I can’t believe that the TV season is already coming to a close! It feels like just a few weeks ago we were eagerly anticipating all of our favorite shows to return to the magical boxes in our living rooms, and now we have to endure the long months of summer before we see our favorite primetime hits again. But while we prepare to bid adieu to some of our favorites — yes, I’m looking at you Suburgatory — we also get to say hello to some new deliciously dark dramas.
This week’s edition of Leanne’s Spoiler List has a lovely selection of five fantastic shows from all over the TV spectrum. Ready to know about this week’s killer prom on The Vampire Diaires? Read on for all the details on the gorgeous gowns and dangerous decisions. I chatted with the always wonderful Emilie de Ravin about Belle’s darker alter ego in this week’s all-new Once Upon a Time and caught up with the star of Awkward to bring you scoop on this season’s drastic character changes. Hannibal’s leading man Mads Mikkelsen reveals Dr. Lecter’s taste in women and I watched the world’s most perfect season finale on Suburgatory. Oh, and did I mention there's a lightning round?
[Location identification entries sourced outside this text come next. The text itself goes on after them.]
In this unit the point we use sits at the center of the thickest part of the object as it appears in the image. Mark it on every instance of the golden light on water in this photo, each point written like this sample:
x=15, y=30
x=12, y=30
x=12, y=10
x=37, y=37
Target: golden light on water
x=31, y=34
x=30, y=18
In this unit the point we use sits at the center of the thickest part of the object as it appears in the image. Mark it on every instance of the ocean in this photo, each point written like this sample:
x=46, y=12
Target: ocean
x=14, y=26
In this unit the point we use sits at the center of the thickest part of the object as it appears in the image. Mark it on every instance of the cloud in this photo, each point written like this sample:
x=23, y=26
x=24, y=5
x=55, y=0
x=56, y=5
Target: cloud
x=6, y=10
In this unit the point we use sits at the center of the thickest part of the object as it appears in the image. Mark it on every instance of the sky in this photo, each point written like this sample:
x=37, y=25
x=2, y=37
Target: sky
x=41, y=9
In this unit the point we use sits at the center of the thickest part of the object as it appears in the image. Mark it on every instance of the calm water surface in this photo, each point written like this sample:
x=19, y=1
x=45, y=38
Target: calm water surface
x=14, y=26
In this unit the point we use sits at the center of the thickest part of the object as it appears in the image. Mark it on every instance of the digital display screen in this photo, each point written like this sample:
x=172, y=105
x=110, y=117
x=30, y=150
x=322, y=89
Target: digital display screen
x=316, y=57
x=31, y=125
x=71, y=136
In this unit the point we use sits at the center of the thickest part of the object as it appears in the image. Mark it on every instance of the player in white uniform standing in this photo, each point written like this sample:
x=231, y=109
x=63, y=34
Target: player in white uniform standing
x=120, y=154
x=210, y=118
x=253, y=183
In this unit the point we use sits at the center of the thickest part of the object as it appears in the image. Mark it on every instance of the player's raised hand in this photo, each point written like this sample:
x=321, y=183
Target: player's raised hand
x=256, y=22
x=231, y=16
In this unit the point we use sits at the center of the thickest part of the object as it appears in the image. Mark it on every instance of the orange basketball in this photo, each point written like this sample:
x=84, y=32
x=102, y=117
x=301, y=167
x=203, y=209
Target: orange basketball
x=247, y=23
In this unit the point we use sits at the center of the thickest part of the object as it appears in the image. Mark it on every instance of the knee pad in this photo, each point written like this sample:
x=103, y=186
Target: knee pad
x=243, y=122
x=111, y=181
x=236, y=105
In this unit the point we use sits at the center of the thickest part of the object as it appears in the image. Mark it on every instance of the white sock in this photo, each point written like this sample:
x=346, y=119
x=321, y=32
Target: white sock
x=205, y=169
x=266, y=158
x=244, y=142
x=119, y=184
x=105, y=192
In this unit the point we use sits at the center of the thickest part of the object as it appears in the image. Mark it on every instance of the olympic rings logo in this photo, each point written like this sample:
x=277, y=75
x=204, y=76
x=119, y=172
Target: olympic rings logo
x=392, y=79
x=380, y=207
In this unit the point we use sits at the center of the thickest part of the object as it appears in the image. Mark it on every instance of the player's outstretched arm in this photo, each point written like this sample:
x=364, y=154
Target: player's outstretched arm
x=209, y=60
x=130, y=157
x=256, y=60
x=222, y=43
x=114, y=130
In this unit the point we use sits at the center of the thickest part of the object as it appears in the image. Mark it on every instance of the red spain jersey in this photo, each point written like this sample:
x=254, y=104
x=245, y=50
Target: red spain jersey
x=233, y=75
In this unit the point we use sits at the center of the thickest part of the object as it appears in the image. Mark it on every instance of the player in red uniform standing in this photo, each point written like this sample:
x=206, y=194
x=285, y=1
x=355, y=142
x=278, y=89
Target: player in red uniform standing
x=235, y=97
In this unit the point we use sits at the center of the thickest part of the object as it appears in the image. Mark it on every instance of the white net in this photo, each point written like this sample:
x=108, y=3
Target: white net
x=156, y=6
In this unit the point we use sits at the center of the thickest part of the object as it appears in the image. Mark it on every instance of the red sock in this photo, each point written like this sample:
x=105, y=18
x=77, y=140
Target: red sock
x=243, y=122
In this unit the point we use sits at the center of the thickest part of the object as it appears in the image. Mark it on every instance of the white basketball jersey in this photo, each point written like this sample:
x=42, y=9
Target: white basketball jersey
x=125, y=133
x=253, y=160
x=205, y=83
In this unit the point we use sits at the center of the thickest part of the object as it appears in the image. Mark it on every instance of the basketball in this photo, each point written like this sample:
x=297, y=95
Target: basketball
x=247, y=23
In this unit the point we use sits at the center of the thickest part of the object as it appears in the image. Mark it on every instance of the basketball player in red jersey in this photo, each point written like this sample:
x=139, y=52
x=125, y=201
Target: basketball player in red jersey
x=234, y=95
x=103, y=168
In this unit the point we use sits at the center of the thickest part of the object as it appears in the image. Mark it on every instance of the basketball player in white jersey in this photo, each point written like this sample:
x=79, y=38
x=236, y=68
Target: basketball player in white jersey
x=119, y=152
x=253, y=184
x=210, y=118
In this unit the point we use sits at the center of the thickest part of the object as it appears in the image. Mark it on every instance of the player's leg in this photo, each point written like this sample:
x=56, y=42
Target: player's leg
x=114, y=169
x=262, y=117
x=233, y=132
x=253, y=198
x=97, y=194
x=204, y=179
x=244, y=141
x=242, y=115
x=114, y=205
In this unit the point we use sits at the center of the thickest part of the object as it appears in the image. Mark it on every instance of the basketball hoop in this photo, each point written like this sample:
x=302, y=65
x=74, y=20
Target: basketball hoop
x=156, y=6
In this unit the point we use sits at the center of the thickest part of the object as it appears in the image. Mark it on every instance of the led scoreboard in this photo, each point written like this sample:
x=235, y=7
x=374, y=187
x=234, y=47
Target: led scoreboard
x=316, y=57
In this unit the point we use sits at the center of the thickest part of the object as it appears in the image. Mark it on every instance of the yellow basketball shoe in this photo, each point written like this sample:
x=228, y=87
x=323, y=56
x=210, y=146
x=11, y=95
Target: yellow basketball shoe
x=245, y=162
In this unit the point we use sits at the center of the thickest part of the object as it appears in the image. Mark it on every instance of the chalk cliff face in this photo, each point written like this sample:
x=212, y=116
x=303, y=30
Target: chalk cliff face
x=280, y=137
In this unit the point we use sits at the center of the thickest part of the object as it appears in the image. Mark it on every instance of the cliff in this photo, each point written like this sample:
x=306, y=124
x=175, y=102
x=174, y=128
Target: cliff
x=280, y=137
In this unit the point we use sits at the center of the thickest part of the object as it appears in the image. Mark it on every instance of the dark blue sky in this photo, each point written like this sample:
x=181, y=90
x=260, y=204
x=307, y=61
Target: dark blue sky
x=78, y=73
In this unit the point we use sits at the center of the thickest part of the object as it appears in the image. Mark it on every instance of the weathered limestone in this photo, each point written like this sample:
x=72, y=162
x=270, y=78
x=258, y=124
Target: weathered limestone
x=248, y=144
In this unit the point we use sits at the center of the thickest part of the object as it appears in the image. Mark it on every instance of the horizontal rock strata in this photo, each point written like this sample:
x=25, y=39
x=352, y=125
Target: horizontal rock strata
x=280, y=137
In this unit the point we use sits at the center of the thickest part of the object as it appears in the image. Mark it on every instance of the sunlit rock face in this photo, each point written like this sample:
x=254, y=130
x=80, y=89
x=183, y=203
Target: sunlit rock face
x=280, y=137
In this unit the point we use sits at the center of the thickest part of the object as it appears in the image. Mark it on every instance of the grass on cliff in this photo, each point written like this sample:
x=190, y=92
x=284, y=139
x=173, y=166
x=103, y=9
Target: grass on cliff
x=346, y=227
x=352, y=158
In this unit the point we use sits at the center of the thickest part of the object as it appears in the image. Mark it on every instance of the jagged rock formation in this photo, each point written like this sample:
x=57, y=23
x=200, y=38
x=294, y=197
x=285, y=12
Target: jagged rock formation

1. The Vampire Diaries: Prom Problems
It's finally prom time for our favorite Mystic Falls seniors on The Vampire Diaries, but it's a bittersweet occasion considering at least half of everybody's friends and family are dead. Plus, there's that pesky business of Elena having turned her humanity off. The show returns Thursday at 8PM on The CW for "Pictures of You," the first of five brand-new episodes leading up to the Season 4 finale on May 16.
Since this is The Vampire Diaries we're talking about, there's a lot I can't tell you about what happens. But here's what I can reveal: Early in the episode, Caroline deems this year's prom a "friend dance." It's the perfect name, considering there are some lovely bonding moments between all of the seniors (except the friends Elena has shunned since her No Humanity thing). And shippers, take note: There's Klaroline, Steroline, (all of the -olines, basically), Delena, Stelena, and other coupled-up moments galore. Squee!
Let's see, what else can I tell you? Rebekah, the poor, dance-deprived Original, finally gets to a school dance. For real! And she looks great. Meanwhile, Bonnie learns some very important things about her magic (yes, they're Silas-related), and a prom king and queen are crowned — yes, we know them. Finally, just to get you ultra-excited for the episode, I'll leave you with this: You will see some familiar faces you might not expect. Yes, that was purposefully cryptic. No, I can't tell you any more!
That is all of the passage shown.